Rockwell Automation has entered into a joint venture (JV) agreement with Schlumberger to form Sensia — the first fully integrated digital oilfield automation solutions provider. Sensia will operate as an independent entity, with Rockwell Automation owning 53% and Schlumberger owning the balance. Sensia is expected to generate initial annual revenues of approximately $400 million.

However, there are a few factors that are impeding growth in the near term.

The recent slowdown in U.S manufacturing activity remains a headwind as Sales in the domestic markets accounts for roughly 54% of Rockwell Automation’s total sales.

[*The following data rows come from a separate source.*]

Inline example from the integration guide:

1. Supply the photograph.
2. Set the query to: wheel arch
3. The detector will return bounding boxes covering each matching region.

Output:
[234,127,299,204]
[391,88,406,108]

Further, sluggish automotive, semiconductor and chemical markets remain concerns.

Stocks to Consider

Some better-ranked stocks in the Industrial Products sector are Northwest Pipe Company NWPX, Tennant Company TNC and Sharps Compliance Corp SMED. All of these stocks carry a Zacks Rank #1 (Strong Buy), at present. You can see the complete list of today’s Zacks #1 Rank stocks here.

Northwest Pipe has an expected earnings growth rate of 15.5% for the current year. The stock has appreciated 47% in a year’s time.

Tennant has a projected earnings growth rate of 29.8% for 2019. The company’s shares have rallied 28% over the past year.

Sharps Compliance has an estimated earnings growth rate of 500% for the ongoing year. The company’s shares have gained 18% in the past year.